A Real-World Look at the Semantic Web, part 1



Posted by: Roger “Buzz” King
assertions, databases, inferences, information, knowledge, namespaces, RDF, Semantic Web, SPARQL, triples, wikis, ontologies

This blog is dedicated to the study of emerging Web technology, in particular, ongoing research and development aimed at building software tools that will underlie the emerging Semantic Web. In this posting, we look at a little-known website that has the potential of setting the pace for the developers of the Semantic Web.

DBpedia.

It’s called DBpedia. A former graduate student at my university, Greg Ziebold, pointed me toward it. The goal of the DBpedia is to transform data from the Wikipedia into a chunk of the Semantic Web. To do this, DBpedia is using RDF technology, something we have discussed is past postings of this blog. Behind RDF is an extremely simple concept, but one that has proven extremely powerful and versatile.
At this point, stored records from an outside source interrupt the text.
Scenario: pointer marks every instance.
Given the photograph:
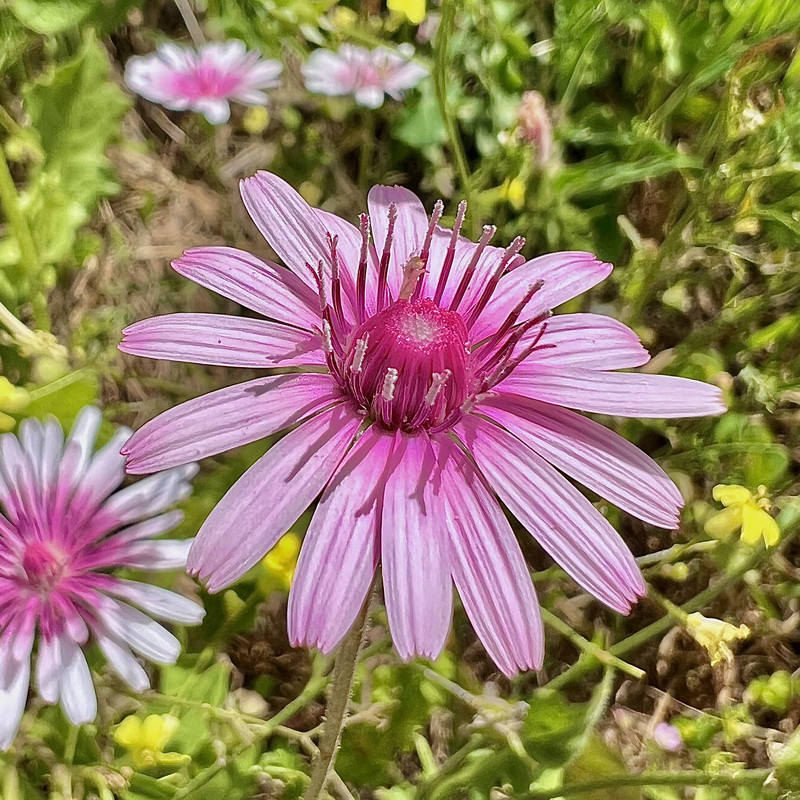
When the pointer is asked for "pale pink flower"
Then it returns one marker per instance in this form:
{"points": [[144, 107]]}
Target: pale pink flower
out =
{"points": [[368, 75], [203, 80], [63, 527], [431, 386]]}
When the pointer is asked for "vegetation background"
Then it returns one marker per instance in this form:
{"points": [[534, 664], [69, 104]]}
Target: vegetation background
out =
{"points": [[675, 154]]}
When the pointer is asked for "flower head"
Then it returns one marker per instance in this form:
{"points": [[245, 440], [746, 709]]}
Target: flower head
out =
{"points": [[746, 511], [432, 385], [146, 739], [368, 75], [715, 635], [63, 526], [203, 80]]}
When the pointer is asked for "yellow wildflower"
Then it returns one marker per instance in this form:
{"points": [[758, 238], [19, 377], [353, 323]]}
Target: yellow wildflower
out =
{"points": [[146, 739], [279, 564], [513, 191], [715, 635], [746, 511], [412, 10]]}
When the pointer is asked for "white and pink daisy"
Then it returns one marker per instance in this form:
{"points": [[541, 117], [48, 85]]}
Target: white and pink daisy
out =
{"points": [[203, 80], [63, 527], [429, 384], [368, 75]]}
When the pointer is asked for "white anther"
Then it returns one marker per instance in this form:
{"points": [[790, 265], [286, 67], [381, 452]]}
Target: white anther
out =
{"points": [[389, 381], [327, 337], [437, 384], [359, 353]]}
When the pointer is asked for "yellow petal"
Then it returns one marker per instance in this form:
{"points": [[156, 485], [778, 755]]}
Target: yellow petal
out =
{"points": [[727, 494], [723, 523], [128, 733]]}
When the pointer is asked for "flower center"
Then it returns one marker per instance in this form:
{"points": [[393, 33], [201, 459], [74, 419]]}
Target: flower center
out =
{"points": [[44, 564], [407, 365]]}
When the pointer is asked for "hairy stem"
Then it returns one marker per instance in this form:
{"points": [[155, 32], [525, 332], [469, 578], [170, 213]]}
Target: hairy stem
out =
{"points": [[753, 777], [338, 700]]}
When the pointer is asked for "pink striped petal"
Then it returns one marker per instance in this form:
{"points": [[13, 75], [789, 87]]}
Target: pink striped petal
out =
{"points": [[270, 496], [558, 516], [291, 227], [488, 567], [267, 288], [416, 577], [227, 418], [340, 552], [597, 457], [409, 229], [591, 341], [621, 394], [223, 341], [563, 275]]}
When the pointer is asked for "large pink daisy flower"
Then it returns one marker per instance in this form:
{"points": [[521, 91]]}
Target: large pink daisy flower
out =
{"points": [[203, 80], [63, 526], [432, 385]]}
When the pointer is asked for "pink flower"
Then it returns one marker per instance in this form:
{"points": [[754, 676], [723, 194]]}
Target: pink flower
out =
{"points": [[366, 74], [431, 386], [63, 527], [203, 80]]}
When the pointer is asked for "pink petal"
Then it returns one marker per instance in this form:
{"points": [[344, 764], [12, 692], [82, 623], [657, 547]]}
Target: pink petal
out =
{"points": [[597, 457], [291, 227], [222, 340], [591, 341], [270, 496], [563, 275], [488, 567], [267, 288], [558, 516], [340, 552], [416, 577], [227, 418], [409, 229], [621, 394]]}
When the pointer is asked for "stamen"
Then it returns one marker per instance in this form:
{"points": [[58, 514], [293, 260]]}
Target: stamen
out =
{"points": [[486, 236], [414, 267], [383, 270], [361, 284], [336, 284], [451, 252], [327, 338], [359, 353], [439, 380], [491, 284], [389, 381]]}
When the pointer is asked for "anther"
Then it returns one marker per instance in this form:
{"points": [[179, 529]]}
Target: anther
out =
{"points": [[414, 267], [359, 353], [327, 338], [488, 232], [361, 284], [437, 384], [389, 381], [450, 255], [383, 270]]}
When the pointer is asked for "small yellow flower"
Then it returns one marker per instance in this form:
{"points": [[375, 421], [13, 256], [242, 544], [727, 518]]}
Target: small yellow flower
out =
{"points": [[746, 511], [279, 564], [146, 739], [412, 10], [715, 635]]}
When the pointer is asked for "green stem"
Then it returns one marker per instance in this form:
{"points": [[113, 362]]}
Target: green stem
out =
{"points": [[754, 777], [789, 521], [446, 28], [590, 648], [343, 675]]}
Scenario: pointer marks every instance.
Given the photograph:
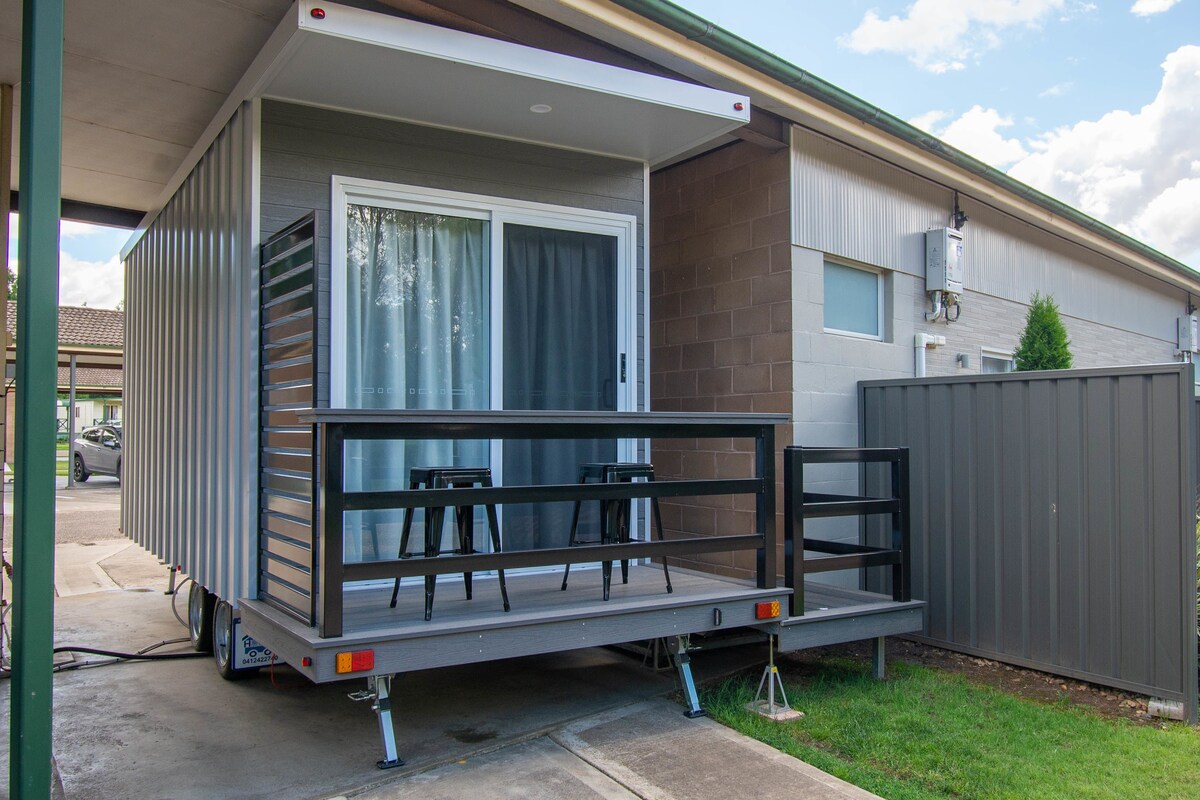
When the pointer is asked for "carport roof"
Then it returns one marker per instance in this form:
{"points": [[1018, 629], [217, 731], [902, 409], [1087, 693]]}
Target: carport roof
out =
{"points": [[142, 80]]}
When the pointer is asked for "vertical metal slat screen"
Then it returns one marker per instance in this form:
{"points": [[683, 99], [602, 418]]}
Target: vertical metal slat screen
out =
{"points": [[288, 347]]}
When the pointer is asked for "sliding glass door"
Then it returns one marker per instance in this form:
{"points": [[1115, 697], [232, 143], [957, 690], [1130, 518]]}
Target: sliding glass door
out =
{"points": [[559, 354], [451, 301]]}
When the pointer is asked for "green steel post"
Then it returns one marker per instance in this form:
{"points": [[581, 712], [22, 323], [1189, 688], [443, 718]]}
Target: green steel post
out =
{"points": [[37, 322]]}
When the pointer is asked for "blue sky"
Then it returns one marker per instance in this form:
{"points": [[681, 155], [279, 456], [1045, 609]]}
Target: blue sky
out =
{"points": [[89, 270], [1095, 103]]}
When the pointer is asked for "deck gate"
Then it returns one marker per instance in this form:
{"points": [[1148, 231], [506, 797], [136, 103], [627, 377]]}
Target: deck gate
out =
{"points": [[1054, 518]]}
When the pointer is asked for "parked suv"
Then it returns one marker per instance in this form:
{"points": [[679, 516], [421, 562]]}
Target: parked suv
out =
{"points": [[97, 451]]}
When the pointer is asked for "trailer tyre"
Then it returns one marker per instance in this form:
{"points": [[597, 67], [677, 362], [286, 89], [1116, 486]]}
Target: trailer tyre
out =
{"points": [[199, 617], [223, 643]]}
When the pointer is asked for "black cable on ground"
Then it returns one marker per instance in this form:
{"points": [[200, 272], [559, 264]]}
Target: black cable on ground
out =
{"points": [[131, 656]]}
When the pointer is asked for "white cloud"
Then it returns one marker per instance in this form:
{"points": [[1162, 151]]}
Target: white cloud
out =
{"points": [[1056, 90], [101, 284], [1135, 170], [943, 35], [1150, 7], [977, 132], [929, 120]]}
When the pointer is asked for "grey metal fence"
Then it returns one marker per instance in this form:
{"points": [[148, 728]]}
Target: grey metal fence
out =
{"points": [[1054, 518]]}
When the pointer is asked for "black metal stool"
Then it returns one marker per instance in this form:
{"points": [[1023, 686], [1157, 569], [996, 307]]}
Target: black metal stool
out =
{"points": [[442, 477], [615, 516]]}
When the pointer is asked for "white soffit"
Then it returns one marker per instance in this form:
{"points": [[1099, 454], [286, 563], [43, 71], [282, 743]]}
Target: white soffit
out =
{"points": [[391, 67]]}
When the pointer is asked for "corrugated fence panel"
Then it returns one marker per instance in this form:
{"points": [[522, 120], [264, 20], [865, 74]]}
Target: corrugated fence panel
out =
{"points": [[1054, 518], [191, 389], [288, 295]]}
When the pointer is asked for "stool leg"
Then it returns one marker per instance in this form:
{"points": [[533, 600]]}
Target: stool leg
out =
{"points": [[609, 518], [623, 525], [403, 545], [435, 519], [495, 527], [658, 523], [466, 519], [570, 542]]}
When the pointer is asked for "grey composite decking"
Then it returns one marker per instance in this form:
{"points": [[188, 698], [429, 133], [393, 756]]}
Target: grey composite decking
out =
{"points": [[544, 619]]}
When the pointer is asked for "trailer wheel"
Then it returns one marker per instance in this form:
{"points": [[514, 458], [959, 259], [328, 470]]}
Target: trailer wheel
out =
{"points": [[199, 617], [223, 643]]}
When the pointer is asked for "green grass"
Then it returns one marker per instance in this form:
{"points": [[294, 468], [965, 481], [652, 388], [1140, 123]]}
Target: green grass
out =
{"points": [[927, 733]]}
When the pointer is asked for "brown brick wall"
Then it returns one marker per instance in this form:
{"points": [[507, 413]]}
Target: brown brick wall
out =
{"points": [[720, 324]]}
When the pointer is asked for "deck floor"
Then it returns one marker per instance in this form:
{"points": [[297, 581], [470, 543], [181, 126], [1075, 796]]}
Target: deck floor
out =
{"points": [[543, 618]]}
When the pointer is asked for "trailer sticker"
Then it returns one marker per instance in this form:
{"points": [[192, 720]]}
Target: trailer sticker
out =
{"points": [[247, 651]]}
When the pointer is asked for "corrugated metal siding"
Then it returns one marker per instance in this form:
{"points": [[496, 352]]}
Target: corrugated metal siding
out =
{"points": [[287, 557], [304, 148], [1053, 518], [191, 388], [857, 206]]}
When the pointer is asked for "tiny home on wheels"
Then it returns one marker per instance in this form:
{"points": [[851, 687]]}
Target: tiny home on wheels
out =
{"points": [[400, 299]]}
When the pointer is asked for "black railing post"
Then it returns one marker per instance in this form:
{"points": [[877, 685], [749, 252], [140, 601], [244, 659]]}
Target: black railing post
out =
{"points": [[767, 557], [901, 531], [793, 527], [330, 528]]}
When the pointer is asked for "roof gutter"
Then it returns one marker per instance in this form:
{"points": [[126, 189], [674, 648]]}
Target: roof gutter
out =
{"points": [[721, 41]]}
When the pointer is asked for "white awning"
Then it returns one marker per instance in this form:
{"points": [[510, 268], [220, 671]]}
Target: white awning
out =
{"points": [[336, 56]]}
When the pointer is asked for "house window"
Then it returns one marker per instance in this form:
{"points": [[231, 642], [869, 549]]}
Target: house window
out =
{"points": [[853, 301], [994, 362]]}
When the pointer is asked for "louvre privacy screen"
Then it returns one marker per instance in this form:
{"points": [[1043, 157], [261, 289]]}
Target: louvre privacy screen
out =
{"points": [[1054, 518]]}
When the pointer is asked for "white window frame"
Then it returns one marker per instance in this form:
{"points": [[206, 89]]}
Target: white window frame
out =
{"points": [[880, 284], [497, 211], [994, 353]]}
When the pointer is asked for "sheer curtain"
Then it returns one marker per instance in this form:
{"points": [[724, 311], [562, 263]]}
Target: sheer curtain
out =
{"points": [[417, 318]]}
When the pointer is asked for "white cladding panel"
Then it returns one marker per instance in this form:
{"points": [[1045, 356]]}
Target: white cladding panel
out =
{"points": [[850, 204], [191, 382]]}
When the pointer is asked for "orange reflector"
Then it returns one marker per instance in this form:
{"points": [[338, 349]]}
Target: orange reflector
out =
{"points": [[766, 611], [355, 661]]}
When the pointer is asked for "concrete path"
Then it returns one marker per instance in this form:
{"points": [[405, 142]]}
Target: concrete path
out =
{"points": [[646, 750]]}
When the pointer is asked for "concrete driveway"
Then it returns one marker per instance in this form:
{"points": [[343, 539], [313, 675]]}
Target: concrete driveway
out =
{"points": [[585, 723]]}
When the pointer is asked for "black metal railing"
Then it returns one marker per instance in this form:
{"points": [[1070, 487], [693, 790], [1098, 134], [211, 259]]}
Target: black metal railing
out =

The general idea is to break knowledge up into “triples” that describe relationships between pieces of information. These triples can be chained together to discover new relationships. And, importantly, triples must make use of widely shared sets of terminology, called namespaces, in order for knowledge from different places on the Web to be properly chained together.

RDF, triples, assertions, and inferences.

A thorough example can be found in a previous posting of this blog.

Here is a very simple example of triples (also known as “assertions”) and how they can be put together into “inferences”.

Assertion 1: Joe is tall.
Assertion 2: Tall People should try out for Basketball.
A new inference: Joe should try out for Basketball.

Keep in mind that we would want to make sure that the words used in these assertions have precise, global meanings. We might take the terms in these two assertions from a basketball namespace, one that would carefully dictate exactly what “tall” means in the basketball world. Certainly, it would be quite different from the meaning of “tall” in a kindergarten namespace.

More on DBpedia.

There’s a fancy word for sets of triples that use namespaces and represent various areas of knowledge. They are called “ontologies”, taken from the term used by philosophers to argue about the existence of various things, like God. The DBpedia is essentially a vast ontology, formed from triples and namespaces. Most of the knowledge defined by this ontology comes from the Wikipedia. The folks behind the DBpedia have been given direct access to the flow of information into the Wikipedia, so that the DBpedia can stay current.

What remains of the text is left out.